So Much to See and Do!
Wildlife cruises offer sightings of marine wildlife such as humpback whales and orcas while bear viewing opportunities include black and brown bears at Pack Creek on Admiralty Island, Anan Creek near Wrangell, Fish Creek near Hyder and Herring Cove near Ketchikan. But wildlife isn’t Southeast’s only draw. Chase your adventure by kayak, take a zipline tour, go saltwater fishing, or fly to a nearby icefield and walk on glaciers. SOUTHEAST ALASKA Mist shrouded oldgrowth forest, the smell and sound of the sea lapping against pebbled beaches, hundreds of thickly forested islands along quiet waterways: This is Southeast. Also known as the “Panhandle” of Alaska, it encompasses a narrow strip of mainland backed up against the Coast Mountains and hundreds of islands in the Alexander Archipelago. It is a uniquely different environment from the rest of Alaska, offering a uniquely different experience for visitors.
Tours here include glacier and icefield flightseeing, as well as sightseeing cruises of Glacier Bay National Park, Misty Fiords National Monument, LeConte Glacier, Stikine River and Tracy Arm. Experience first-hand Russian and Tlingit dance performances and visit historic totem pole sites. Step into the past at colorful saloons or explore the wilderness by kayak or canoe (rentals readily available in most communities).
Southeast Alaska has very few roads; most communities are accessible only by water or air. Travel throughout the area is by boat, state ferry, small plane (wheel and floats), and commercial jet service. SOUTHEAST COMMUNITIES The mainline ports in Southeast are Juneau, Ketchikan, Sitka, Petersburg, Wrangell, Haines and Skagway.

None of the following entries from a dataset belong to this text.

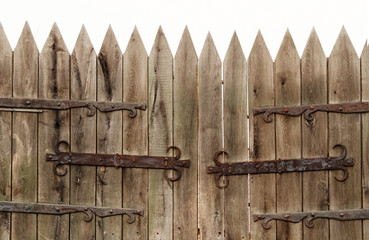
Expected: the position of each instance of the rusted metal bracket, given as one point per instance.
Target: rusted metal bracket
(280, 166)
(309, 110)
(63, 104)
(116, 160)
(59, 209)
(345, 215)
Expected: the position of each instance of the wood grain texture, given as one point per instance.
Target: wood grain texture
(287, 84)
(236, 219)
(83, 133)
(344, 86)
(109, 135)
(135, 135)
(365, 133)
(262, 135)
(6, 65)
(24, 140)
(315, 134)
(160, 136)
(185, 137)
(53, 127)
(211, 202)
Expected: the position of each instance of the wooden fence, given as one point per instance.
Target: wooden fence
(186, 108)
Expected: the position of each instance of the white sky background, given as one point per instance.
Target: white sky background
(221, 18)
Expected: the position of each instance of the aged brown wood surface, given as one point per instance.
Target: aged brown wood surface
(315, 134)
(262, 135)
(6, 62)
(24, 139)
(185, 137)
(365, 133)
(211, 202)
(109, 135)
(236, 212)
(160, 112)
(135, 135)
(288, 135)
(83, 133)
(53, 126)
(344, 86)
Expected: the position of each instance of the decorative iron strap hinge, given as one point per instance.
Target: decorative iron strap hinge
(280, 166)
(63, 104)
(116, 160)
(309, 110)
(345, 215)
(59, 209)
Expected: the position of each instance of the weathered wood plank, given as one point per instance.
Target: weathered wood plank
(24, 140)
(109, 135)
(83, 133)
(135, 135)
(185, 137)
(288, 135)
(365, 133)
(160, 136)
(53, 127)
(211, 202)
(315, 134)
(262, 135)
(344, 86)
(236, 212)
(6, 64)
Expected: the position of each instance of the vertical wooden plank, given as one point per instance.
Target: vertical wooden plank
(185, 137)
(315, 134)
(109, 135)
(135, 135)
(53, 127)
(211, 202)
(160, 136)
(24, 140)
(236, 212)
(83, 133)
(288, 135)
(344, 86)
(365, 133)
(262, 135)
(6, 65)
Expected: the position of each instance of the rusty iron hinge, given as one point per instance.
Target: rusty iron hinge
(280, 166)
(63, 104)
(308, 217)
(116, 160)
(309, 110)
(60, 209)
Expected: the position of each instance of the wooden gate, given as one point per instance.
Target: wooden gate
(200, 105)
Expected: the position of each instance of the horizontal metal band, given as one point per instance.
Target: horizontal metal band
(60, 209)
(64, 104)
(309, 110)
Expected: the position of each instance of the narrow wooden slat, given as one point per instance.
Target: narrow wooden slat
(365, 133)
(109, 135)
(185, 137)
(135, 135)
(262, 135)
(211, 202)
(83, 133)
(24, 140)
(160, 136)
(53, 127)
(288, 135)
(236, 212)
(344, 86)
(315, 134)
(6, 62)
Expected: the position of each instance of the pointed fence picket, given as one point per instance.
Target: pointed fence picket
(184, 108)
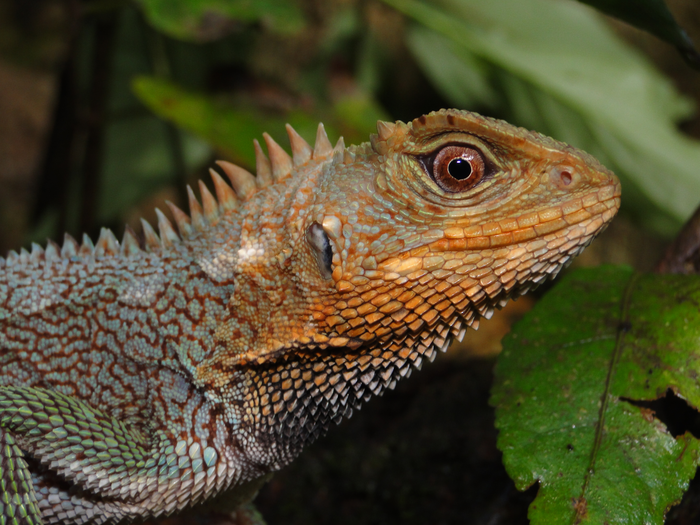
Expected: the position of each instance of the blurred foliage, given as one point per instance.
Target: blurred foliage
(206, 20)
(577, 389)
(652, 16)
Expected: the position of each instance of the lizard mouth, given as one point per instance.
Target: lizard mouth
(595, 209)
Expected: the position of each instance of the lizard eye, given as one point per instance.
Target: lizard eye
(458, 168)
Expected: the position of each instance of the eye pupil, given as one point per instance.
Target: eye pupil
(459, 168)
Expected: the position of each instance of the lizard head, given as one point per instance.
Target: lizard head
(444, 219)
(394, 247)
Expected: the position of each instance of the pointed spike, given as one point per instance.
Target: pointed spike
(348, 158)
(53, 251)
(150, 237)
(196, 215)
(70, 247)
(339, 150)
(87, 249)
(242, 180)
(224, 194)
(323, 147)
(280, 160)
(130, 244)
(168, 235)
(106, 244)
(263, 169)
(184, 225)
(385, 129)
(211, 207)
(301, 151)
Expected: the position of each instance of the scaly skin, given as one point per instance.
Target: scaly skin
(141, 379)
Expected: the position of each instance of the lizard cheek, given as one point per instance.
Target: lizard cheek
(564, 177)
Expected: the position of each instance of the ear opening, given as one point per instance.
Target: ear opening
(321, 246)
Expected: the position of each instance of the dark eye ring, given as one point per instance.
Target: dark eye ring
(458, 168)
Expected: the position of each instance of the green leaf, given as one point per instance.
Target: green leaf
(568, 54)
(206, 20)
(232, 128)
(652, 16)
(563, 387)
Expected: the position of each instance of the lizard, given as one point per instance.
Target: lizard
(144, 377)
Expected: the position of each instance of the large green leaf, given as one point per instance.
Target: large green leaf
(205, 20)
(566, 53)
(652, 16)
(232, 128)
(564, 384)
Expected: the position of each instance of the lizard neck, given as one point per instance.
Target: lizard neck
(292, 402)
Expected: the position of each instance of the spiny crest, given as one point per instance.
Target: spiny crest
(388, 135)
(244, 184)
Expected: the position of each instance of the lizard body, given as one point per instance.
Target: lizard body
(141, 378)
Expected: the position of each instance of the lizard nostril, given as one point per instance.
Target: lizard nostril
(563, 176)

Prince of Wales Island, a 3-hour ferry ride from Ketchikan, is the third largest island under the American flag (Kodiak is second, the Big Island of Hawaii is first) and boasts the most extensive road system in Southeast.
Ketchikan (pop. 8,313) is “Alaska’s First City,” and its Waterfront Promenade pays homage to the town’s status as first port of call in Alaska. Stop by the Southeast Alaska Discovery Center for a regional introduction. And don’t miss the Totem Heritage Center, Saxman Totem Park or Totem Bight State Historical Park.
Wrangell (pop. 2,448) is the only Alaska city to have existed under 4 nations and 3 flags—the Stikine Tlingits, the Russians, Great Britain and the United States. Wrangell has tours to Anan Wildlife Observatory (for bear viewing), the Stikine River Delta and LeConte Glacier.
Charming Petersburg (pop. 3,200) reflects both its Norwegian heritage and its major industry—commercial fishing. Whale watching, sea kayaking, LeConte Glacier and other cruises, tours and activities entertain visitors.
Sitka (pop. 8,985), beautifully situated on the west side of Baranof Island, was the capital of Russian Alaska. It was here, at what is today Baranof Castle Hill State Historic Site, that Alaska changed hands from Russia to the United States on Oct. 18, 1867. Harrigan Centennial Hall hosts the New Archangel Dancers and the Sitka Summer Music Festival.
Juneau (pop. 33,064), Alaska’s capital, is the only U. S. capital not accessible by road. But it remains a gem of a city, often referred to as a “little San Francisco.” See the Juneau feature on page 19 for more on its charms.
Haines (pop. 2,530), gateway to the Alaska Highway for Inside Passage travelers, is located on Chilkoot Inlet against a backdrop of rugged snow-covered peaks. It is home to the Alaska Chilkat Bald Eagle Preserve, where more than 3,500 eagles congregate each October.
Skagway (pop. 927) dates back to the Klondike Gold Rush and evidence of its past is everywhere, from historic false-fronted buildings and boardwalks to the historically significant White Pass & Yukon Route Railway.